I’ve never been one to Baywatch-run into the ocean and frolic in the waves, and I watch with envy those that do. I’m the one at the swimming pool who gets in inch by inch trying to gradually get used to the water. I sometimes hear the whisper, “Just do it. Jump in.” But I argue with myself, listing all the reasons I can’t do that. I don’t want to get my hair wet, it’s too cold, or I feel fat.
I’m getting tired of the inch by inch life that weighs me down until I cannot move. I’m disgusted by my lack of adventure and cautious moves. I’m ready, I think, to embrace a more fulfilling way of life. If others can do it, why can’t I? This hesitancy is a long-ago habit that started when my mother passed away. My four-year-old mind could not fathom the loss of my mother, but her death left an imprint on my body and soul.
That’s when I began my demure misgivings. Shyness and fear took hold of me like a creeping fog from the sea, enveloping my very spirit. I didn’t hear the whisper then; I only felt the grip of an uneasy foreboding. “Shrink back,” it beckoned. “Hold back,” and so I did. It’s much easier to shrink back than to push forward. It instantly felt like a safe place to be and I began to try it with every situation. My carefree childhood came to an abrupt halt and I became wary of life in general; my maturity at a standstill.
This past summer I heard my grandchildren prodding me, “Jump in Nannie, it won’t be cold for long. Just do it!” I sat on the steps of the pool watching them splash and play, their joy out front for all to see. Where did their bravery come from? It never occurred to them to shrink back or limit their fun. I envied their unbridled joy.
As I began my slow descent inch by inch into the water, I was aware of their growing impatience with me. They stopped encouraging me and I felt the sting of disappointment from them and myself. On my deathbed will I say, “I’m so glad I didn’t get in the pool and play? I’m glad I shrunk back?” I know I will not feel that way. I fear my regret will be heavy and I will be deeply saddened that I missed their screams of delight and wet grip around my neck. I’ll ask myself why? And so, against my fearful judgment, I did jump.
I jumped for all the shrinkers who let the icy voice of fear stop them in mid-stride.
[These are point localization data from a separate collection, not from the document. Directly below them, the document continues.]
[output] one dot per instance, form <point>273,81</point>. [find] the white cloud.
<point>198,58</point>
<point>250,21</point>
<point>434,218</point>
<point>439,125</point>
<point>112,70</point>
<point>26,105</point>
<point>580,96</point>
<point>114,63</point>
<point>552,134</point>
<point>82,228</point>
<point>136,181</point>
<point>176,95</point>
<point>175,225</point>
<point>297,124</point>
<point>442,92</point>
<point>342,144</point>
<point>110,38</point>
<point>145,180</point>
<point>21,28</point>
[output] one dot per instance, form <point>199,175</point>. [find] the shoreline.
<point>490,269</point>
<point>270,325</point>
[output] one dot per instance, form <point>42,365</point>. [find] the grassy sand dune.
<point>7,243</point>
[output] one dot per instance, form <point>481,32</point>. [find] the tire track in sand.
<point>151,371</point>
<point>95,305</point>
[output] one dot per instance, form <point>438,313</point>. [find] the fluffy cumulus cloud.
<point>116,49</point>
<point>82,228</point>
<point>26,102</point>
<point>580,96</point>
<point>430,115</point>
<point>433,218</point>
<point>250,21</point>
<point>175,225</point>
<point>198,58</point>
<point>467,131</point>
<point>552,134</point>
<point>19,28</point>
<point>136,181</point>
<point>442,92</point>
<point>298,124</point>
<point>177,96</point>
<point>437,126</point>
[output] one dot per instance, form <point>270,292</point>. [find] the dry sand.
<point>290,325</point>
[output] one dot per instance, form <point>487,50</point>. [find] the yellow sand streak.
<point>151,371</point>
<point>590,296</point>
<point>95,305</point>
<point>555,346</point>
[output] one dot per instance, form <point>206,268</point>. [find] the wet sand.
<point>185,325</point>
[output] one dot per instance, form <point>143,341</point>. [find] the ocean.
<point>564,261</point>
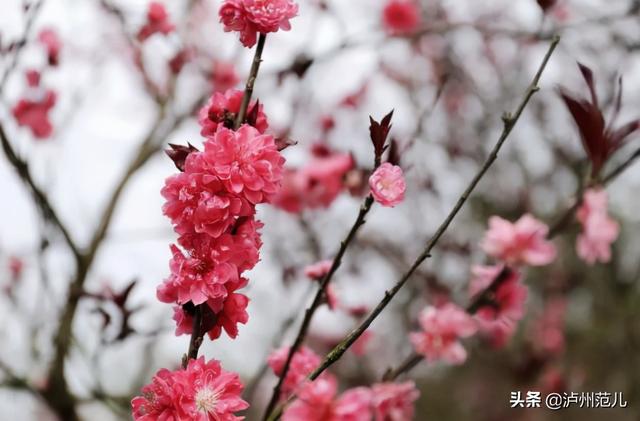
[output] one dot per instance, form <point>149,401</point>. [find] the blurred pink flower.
<point>198,202</point>
<point>250,17</point>
<point>35,114</point>
<point>315,185</point>
<point>387,185</point>
<point>547,331</point>
<point>224,77</point>
<point>498,319</point>
<point>441,330</point>
<point>304,362</point>
<point>49,38</point>
<point>318,270</point>
<point>599,231</point>
<point>202,392</point>
<point>401,16</point>
<point>247,162</point>
<point>394,401</point>
<point>317,402</point>
<point>522,242</point>
<point>157,22</point>
<point>221,109</point>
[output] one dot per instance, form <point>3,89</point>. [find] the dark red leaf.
<point>179,153</point>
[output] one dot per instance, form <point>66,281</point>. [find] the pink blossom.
<point>198,202</point>
<point>157,22</point>
<point>317,402</point>
<point>314,401</point>
<point>441,329</point>
<point>498,319</point>
<point>239,245</point>
<point>318,270</point>
<point>226,314</point>
<point>599,231</point>
<point>353,405</point>
<point>401,16</point>
<point>387,185</point>
<point>302,364</point>
<point>33,78</point>
<point>221,109</point>
<point>49,38</point>
<point>247,162</point>
<point>195,280</point>
<point>394,401</point>
<point>35,114</point>
<point>522,242</point>
<point>224,77</point>
<point>250,17</point>
<point>201,392</point>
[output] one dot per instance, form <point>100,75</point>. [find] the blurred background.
<point>119,101</point>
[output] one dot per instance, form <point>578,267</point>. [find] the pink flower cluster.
<point>441,330</point>
<point>250,17</point>
<point>158,22</point>
<point>498,320</point>
<point>522,242</point>
<point>221,109</point>
<point>318,400</point>
<point>387,185</point>
<point>201,392</point>
<point>317,184</point>
<point>212,206</point>
<point>599,231</point>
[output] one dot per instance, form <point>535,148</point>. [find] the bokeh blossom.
<point>522,242</point>
<point>250,17</point>
<point>203,391</point>
<point>599,230</point>
<point>387,185</point>
<point>441,329</point>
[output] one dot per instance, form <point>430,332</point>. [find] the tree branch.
<point>509,121</point>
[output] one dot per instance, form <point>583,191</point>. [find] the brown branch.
<point>509,121</point>
<point>251,80</point>
<point>317,301</point>
<point>482,297</point>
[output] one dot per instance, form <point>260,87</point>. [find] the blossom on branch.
<point>522,242</point>
<point>498,315</point>
<point>203,391</point>
<point>401,17</point>
<point>34,114</point>
<point>250,17</point>
<point>304,361</point>
<point>158,22</point>
<point>441,330</point>
<point>599,231</point>
<point>387,185</point>
<point>222,108</point>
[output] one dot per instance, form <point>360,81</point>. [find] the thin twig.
<point>317,301</point>
<point>509,121</point>
<point>251,80</point>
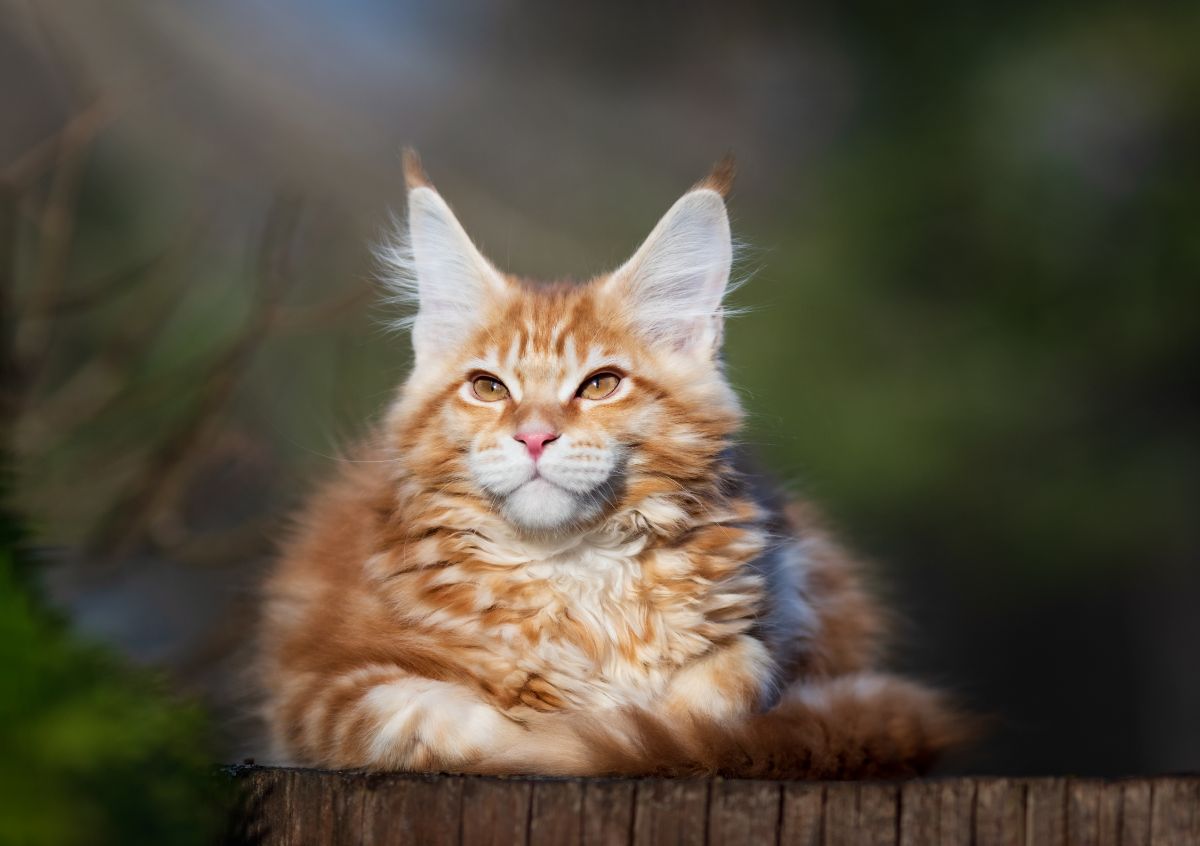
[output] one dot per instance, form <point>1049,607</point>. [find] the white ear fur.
<point>451,279</point>
<point>675,283</point>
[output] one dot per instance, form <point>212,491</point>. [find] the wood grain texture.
<point>286,807</point>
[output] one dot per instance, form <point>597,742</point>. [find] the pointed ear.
<point>451,280</point>
<point>673,285</point>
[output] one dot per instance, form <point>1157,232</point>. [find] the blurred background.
<point>971,331</point>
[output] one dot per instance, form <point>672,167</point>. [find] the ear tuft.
<point>720,178</point>
<point>673,286</point>
<point>435,263</point>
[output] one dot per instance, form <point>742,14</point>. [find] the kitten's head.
<point>556,405</point>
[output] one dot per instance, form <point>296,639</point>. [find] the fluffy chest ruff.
<point>605,619</point>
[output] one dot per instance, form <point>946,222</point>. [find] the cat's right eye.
<point>489,388</point>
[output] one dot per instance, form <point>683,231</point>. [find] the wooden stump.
<point>303,807</point>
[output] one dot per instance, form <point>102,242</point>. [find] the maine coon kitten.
<point>550,559</point>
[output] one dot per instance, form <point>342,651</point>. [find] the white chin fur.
<point>540,505</point>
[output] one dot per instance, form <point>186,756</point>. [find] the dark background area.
<point>971,334</point>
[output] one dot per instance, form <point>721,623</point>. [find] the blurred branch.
<point>168,469</point>
<point>24,171</point>
<point>9,371</point>
<point>35,335</point>
<point>107,287</point>
<point>105,378</point>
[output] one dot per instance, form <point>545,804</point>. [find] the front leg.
<point>732,681</point>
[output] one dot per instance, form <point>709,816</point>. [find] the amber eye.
<point>599,387</point>
<point>489,388</point>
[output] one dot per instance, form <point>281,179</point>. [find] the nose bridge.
<point>539,415</point>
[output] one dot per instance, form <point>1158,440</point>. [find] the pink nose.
<point>535,442</point>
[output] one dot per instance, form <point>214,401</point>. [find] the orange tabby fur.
<point>671,618</point>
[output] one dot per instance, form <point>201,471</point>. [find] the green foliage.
<point>94,753</point>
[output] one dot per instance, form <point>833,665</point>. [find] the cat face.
<point>555,405</point>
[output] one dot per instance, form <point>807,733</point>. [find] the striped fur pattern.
<point>629,599</point>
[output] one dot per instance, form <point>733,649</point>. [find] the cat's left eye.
<point>599,387</point>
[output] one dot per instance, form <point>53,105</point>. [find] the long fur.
<point>630,599</point>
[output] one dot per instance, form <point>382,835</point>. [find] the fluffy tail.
<point>846,727</point>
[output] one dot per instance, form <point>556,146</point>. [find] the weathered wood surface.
<point>298,807</point>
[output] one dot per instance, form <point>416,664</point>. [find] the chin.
<point>543,507</point>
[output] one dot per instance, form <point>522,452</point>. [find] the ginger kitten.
<point>551,559</point>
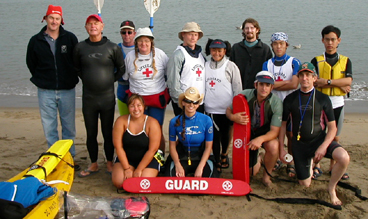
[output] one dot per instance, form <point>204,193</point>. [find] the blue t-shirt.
<point>198,128</point>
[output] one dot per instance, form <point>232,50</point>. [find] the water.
<point>301,20</point>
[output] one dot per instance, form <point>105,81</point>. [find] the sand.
<point>22,141</point>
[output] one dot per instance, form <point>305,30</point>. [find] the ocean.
<point>301,20</point>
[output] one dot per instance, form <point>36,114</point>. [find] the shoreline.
<point>17,101</point>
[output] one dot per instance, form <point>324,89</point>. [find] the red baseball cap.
<point>94,16</point>
<point>54,9</point>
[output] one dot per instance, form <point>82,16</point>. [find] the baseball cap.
<point>279,36</point>
<point>94,16</point>
<point>127,24</point>
<point>54,9</point>
<point>265,77</point>
<point>191,27</point>
<point>217,44</point>
<point>307,66</point>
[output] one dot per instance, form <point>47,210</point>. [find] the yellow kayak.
<point>55,169</point>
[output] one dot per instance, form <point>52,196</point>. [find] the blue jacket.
<point>49,72</point>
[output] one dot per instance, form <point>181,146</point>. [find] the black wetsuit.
<point>317,110</point>
<point>99,65</point>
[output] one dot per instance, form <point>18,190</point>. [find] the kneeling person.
<point>194,132</point>
<point>265,111</point>
<point>312,113</point>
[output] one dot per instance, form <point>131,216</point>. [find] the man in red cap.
<point>50,61</point>
<point>99,63</point>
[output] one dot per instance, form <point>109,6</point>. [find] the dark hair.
<point>182,115</point>
<point>330,28</point>
<point>228,47</point>
<point>255,24</point>
<point>134,97</point>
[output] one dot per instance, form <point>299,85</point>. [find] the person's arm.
<point>174,68</point>
<point>117,136</point>
<point>119,63</point>
<point>31,59</point>
<point>322,149</point>
<point>76,61</point>
<point>205,156</point>
<point>256,143</point>
<point>289,84</point>
<point>154,135</point>
<point>343,83</point>
<point>331,129</point>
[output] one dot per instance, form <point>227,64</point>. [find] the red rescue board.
<point>187,185</point>
<point>241,138</point>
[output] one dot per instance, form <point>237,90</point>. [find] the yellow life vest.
<point>335,72</point>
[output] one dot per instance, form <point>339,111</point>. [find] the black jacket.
<point>41,62</point>
<point>250,60</point>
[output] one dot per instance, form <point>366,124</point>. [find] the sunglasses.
<point>190,101</point>
<point>125,32</point>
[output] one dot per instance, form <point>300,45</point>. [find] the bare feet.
<point>334,199</point>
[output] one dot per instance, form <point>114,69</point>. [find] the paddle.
<point>151,7</point>
<point>99,4</point>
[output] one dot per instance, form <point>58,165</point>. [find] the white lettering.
<point>186,185</point>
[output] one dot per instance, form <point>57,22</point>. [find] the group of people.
<point>200,92</point>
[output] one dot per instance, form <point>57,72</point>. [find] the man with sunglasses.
<point>99,63</point>
<point>50,61</point>
<point>127,33</point>
<point>265,116</point>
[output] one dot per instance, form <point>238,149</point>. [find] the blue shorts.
<point>157,113</point>
<point>153,164</point>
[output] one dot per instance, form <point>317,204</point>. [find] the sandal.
<point>290,169</point>
<point>278,165</point>
<point>317,172</point>
<point>224,161</point>
<point>345,176</point>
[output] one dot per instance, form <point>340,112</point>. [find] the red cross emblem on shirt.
<point>279,79</point>
<point>212,83</point>
<point>147,72</point>
<point>198,72</point>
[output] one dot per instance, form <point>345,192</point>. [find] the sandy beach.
<point>22,141</point>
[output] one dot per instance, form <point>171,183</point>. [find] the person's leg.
<point>90,115</point>
<point>107,122</point>
<point>118,175</point>
<point>176,108</point>
<point>342,158</point>
<point>270,158</point>
<point>48,111</point>
<point>123,108</point>
<point>224,126</point>
<point>67,115</point>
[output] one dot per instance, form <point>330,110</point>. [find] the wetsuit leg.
<point>90,115</point>
<point>216,147</point>
<point>107,121</point>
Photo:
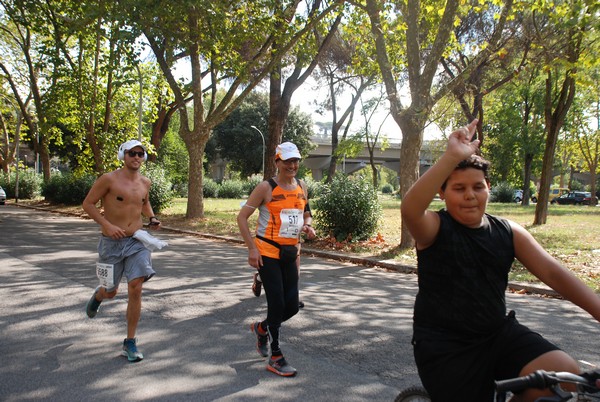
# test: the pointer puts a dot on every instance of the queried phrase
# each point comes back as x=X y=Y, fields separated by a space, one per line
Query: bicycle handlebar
x=545 y=379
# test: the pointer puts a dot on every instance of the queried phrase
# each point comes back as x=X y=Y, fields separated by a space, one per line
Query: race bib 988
x=106 y=274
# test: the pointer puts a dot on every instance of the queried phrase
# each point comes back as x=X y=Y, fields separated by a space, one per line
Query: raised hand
x=460 y=145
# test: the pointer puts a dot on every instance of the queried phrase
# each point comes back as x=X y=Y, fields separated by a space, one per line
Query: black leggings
x=280 y=281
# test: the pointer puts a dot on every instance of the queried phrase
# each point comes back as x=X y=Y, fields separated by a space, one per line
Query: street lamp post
x=263 y=138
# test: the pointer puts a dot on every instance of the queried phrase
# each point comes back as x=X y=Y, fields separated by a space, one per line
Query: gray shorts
x=128 y=256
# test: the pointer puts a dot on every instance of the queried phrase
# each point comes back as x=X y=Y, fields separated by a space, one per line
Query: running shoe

I jumped to prove to myself that I could, and I jumped for that little four year old who lost her mother and was afraid of life.
Elizabeth Kubler-Ross, a psychiatrist who was a pioneer in near-death studies, knew this very fear and spoke these wise words, “Live, so you do not have to look back and say: God, how I have wasted my life.” Never again, I tell myself. Never again will I shrink back from life, although I know there is a big chance that I might, at least a little. I have made progress and perhaps that is all I can do. It’s a good start, and today I can let that be enough.